The flats are slated to be launched for sale in the next three years, said the Housing & Development Board (HDB), Sport Singapore (SportSG) and the Urban Redevelopment Authority (URA) in a joint press release on Monday (Apr 25).
The site - bounded by Dorset Road, Keng Lee Road, Hampshire Road and Race Course Road - was where Singapore’s first racecourse was established in 1843.
Located near Little India and Farrer Park MRT stations, it has been earmarked for residential use since 1998 under URA's Master Plan.
"The development of the site is in line with the Government’s commitment to redevelop brownfield sites where possible," said the agencies.
"In addition, its proximity to the city centre will provide options for younger families looking for public housing near to their parents for better mutual care and support, with a shorter commute to workplaces in the city."
INTEGRATED SPORTS AND RECREATIONAL FACILITIES
In drawing up the development plans, authorities said they have been engaging various stakeholders since 2018, including the heritage and sports community.
"Many had shared that the sporting heritage and memories of the area make Farrer Park endearing, and hoped that the new housing developments would include the integration of sports facilities," said the agencies.
As such, about 20 per cent of the site will be set aside as open spaces for sports and recreational uses. This will include a 1.2ha central green space comprising a field and a park.
"The upcoming housing projects will be seamlessly integrated with new and redeveloped sports and recreational facilities. This will strengthen the unique identity of Farrer Park as a social and sporting node," said the agencies.
The boxing gym that was the former training ground for the Singapore Amateur Boxing Association and venue for boxing tournaments will be retained.
It will be converted into a multi-purpose community sporting space, and the agencies said they will ensure that works “will capture the architectural character and retain key features of the building”.
This will be integrated within one of the housing projects for residents’ easy access, they added.
NEW SPORTS CENTRE
However, the Farrer Park Swimming Complex, one of Singapore's first public swimming complexes, will not be retained despite earlier proposals to keep the facility.
A new sports centre with swimming pools and other facilities will instead be built at the site.
The agencies said that after further studies, it was assessed that it was not feasible to retain Farrer Park Swimming Complex due to various technical considerations.
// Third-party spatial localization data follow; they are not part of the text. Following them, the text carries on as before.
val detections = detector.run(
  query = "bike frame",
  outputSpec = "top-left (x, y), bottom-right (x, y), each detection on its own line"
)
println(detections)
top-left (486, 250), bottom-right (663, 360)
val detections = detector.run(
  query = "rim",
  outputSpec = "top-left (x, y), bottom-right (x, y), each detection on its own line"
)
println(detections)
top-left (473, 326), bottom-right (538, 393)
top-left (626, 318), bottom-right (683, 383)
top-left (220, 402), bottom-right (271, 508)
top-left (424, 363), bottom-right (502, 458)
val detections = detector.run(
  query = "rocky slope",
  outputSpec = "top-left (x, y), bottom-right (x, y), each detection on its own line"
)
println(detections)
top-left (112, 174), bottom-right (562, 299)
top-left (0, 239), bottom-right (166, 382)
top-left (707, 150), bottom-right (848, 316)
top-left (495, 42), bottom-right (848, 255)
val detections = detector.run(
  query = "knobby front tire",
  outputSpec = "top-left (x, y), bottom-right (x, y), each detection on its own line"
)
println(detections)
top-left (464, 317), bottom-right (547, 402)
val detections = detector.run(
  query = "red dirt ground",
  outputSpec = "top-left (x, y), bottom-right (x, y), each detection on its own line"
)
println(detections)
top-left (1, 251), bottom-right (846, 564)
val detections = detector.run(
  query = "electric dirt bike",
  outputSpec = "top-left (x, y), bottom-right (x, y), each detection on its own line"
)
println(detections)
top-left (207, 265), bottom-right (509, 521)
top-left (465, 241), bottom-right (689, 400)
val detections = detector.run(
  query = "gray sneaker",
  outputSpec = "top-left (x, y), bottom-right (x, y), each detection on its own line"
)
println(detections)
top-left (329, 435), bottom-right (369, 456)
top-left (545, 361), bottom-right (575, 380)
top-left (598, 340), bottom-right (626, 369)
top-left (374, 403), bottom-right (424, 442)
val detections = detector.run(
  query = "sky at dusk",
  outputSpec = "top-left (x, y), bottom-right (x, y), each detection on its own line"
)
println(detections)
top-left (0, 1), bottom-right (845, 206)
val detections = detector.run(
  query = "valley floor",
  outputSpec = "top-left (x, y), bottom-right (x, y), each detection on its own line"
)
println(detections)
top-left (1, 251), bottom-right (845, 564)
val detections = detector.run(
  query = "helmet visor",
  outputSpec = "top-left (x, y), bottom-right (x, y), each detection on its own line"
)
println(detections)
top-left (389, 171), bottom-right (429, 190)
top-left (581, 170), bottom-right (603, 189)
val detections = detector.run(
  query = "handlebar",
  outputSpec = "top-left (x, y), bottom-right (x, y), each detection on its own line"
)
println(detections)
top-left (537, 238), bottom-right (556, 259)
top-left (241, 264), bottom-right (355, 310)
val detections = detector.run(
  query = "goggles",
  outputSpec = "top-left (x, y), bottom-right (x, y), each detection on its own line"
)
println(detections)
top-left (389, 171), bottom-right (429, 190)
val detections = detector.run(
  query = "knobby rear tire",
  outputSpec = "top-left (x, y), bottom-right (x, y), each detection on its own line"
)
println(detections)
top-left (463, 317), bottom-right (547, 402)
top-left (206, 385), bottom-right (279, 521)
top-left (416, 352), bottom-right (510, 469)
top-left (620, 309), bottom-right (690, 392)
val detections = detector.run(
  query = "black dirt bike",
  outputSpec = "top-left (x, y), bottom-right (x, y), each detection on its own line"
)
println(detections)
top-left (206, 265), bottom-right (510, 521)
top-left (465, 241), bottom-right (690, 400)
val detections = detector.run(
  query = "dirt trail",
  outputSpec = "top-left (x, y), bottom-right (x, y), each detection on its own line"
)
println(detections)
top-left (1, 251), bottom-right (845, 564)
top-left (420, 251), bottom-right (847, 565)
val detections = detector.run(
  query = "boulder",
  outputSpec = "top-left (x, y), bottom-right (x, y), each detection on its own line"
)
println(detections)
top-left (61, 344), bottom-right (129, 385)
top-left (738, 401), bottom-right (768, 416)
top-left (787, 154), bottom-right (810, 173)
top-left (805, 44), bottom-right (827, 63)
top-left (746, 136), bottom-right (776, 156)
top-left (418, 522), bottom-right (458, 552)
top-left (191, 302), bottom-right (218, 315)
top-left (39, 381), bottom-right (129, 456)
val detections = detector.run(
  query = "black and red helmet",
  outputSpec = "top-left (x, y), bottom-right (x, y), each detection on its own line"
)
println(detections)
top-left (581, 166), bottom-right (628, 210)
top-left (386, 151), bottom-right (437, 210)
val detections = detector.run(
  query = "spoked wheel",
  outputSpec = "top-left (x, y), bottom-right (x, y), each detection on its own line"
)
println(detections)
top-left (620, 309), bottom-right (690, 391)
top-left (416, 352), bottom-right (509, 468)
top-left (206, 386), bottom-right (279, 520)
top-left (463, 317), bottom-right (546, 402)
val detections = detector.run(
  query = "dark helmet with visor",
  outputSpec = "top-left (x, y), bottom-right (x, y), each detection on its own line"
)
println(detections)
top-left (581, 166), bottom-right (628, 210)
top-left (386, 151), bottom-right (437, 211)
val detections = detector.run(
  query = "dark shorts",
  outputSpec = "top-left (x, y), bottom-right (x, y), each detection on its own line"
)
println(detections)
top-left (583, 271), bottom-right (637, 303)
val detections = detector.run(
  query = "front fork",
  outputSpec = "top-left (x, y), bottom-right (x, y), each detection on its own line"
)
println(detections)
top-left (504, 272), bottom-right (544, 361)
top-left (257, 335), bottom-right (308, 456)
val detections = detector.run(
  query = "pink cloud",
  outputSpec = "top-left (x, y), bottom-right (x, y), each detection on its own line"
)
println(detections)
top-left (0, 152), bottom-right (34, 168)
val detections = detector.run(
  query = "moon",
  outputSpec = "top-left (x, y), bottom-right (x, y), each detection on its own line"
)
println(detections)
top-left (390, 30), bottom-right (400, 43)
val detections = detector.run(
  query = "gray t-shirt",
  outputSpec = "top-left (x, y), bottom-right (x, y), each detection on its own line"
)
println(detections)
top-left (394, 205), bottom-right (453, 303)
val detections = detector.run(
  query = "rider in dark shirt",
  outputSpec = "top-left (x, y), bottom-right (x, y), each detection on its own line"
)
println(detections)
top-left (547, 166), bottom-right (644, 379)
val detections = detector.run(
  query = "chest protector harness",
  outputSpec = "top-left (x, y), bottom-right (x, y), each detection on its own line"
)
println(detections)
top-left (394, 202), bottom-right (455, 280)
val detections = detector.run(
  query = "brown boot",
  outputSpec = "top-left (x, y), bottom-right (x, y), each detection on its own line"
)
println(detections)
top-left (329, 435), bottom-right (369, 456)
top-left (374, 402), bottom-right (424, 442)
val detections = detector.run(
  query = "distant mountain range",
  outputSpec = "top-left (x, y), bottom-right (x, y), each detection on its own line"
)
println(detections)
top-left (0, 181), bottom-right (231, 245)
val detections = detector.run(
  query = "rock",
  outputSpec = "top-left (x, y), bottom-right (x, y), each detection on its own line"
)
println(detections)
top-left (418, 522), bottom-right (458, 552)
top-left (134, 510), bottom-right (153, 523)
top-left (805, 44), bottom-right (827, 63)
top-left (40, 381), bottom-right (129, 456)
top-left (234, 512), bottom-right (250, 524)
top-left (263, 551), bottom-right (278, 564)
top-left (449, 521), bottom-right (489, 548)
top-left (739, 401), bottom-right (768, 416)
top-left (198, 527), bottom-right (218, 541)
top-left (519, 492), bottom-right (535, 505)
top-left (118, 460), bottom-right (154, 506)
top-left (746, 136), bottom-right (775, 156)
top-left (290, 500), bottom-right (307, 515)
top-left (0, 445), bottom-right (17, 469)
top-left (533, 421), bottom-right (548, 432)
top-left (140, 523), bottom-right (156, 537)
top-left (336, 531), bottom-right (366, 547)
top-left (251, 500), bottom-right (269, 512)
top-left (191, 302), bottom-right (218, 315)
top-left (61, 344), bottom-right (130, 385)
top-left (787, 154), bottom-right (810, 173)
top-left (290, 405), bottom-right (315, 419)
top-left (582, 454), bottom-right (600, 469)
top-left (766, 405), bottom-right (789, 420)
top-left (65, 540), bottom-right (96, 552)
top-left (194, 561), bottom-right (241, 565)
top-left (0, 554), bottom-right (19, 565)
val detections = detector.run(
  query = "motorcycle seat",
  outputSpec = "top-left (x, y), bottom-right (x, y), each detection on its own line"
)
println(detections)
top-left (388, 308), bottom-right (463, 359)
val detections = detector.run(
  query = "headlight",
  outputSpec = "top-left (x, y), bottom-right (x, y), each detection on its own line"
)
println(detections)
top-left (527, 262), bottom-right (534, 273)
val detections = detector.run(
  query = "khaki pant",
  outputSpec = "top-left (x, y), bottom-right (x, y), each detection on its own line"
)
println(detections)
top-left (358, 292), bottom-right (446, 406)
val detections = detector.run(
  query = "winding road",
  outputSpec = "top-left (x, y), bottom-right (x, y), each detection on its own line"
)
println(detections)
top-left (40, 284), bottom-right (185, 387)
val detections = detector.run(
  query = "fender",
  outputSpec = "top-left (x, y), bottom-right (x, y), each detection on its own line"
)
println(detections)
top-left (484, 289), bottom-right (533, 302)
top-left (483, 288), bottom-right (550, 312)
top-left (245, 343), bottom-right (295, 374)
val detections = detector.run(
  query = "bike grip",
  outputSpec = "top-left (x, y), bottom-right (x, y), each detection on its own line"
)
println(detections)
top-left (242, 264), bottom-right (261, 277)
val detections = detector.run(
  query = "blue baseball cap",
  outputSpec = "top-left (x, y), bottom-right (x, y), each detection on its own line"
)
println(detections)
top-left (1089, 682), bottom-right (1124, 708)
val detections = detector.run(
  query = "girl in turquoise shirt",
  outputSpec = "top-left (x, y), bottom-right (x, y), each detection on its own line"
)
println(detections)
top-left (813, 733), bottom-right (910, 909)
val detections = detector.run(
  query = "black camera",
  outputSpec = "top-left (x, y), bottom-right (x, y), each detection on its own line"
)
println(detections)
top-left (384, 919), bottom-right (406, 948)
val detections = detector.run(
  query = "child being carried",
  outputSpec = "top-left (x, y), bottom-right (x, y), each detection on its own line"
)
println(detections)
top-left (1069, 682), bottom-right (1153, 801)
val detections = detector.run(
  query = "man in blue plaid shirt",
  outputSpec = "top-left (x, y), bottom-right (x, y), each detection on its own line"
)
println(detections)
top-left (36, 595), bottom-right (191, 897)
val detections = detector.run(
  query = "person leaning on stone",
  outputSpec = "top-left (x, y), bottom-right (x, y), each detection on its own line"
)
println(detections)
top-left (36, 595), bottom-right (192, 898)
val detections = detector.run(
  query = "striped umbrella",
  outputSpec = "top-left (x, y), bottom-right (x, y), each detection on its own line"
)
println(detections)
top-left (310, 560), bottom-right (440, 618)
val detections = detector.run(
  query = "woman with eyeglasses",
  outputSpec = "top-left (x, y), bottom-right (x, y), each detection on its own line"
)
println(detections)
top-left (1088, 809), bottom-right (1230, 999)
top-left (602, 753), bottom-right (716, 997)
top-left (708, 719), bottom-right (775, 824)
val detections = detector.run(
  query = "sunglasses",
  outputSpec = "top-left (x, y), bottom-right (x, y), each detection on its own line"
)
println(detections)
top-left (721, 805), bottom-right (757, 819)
“In particular, the existing pool shows signs of listing (indicative of ground settlement issues) and the pool filtration and underground piping system are dated and in need of a complete overhaul to ensure the quality of the pool facilities,” said the agencies.
"Given this, the refurbishment of the swimming complex would not be cost-effective."
Other features of the new housing estate include having sports facilities incorporated within the multi-storey car park, designed so that the ground floor can be set aside for sporting activities.
“This will complement the other facilities around the estate such as three-generation playgrounds and fitness corners, creating a seamless experience for users and encouraging the community to keep fit and stay active,” said the agencies.
A jogging track will also weave through the entire housing estate to connect the various sports and recreational facilities.
Beyond sports facilities, future residents will also have access to a range of amenities within and beyond the site.
These include commercial and social communal facilities in the housing developments, such as shops and a childcare centre.
MEETING NEEDS OF RESIDENTS
The approach of redeveloping brownfield sites where possible will enable Singapore to meet the evolving needs of residents while optimising the limited land and ensuring more sustainable development, said the agencies.
“The rejuvenation of Farrer Park will bring in new residents, and also attract new users to the park and sporting facilities, thus serving the needs of the wider community while retaining the heritage and significance of Farrer Park," they added.
The agencies said they will continue to work with the relevant stakeholders to enhance the character and identity of the estate as they study the detailed design of the future developments.
“These include drawing inspiration from the rich history of Farrer Park in designing the estate, possibly through thematic playgrounds and motifs, and weaving in heritage elements into the upcoming sports facilities,” they added.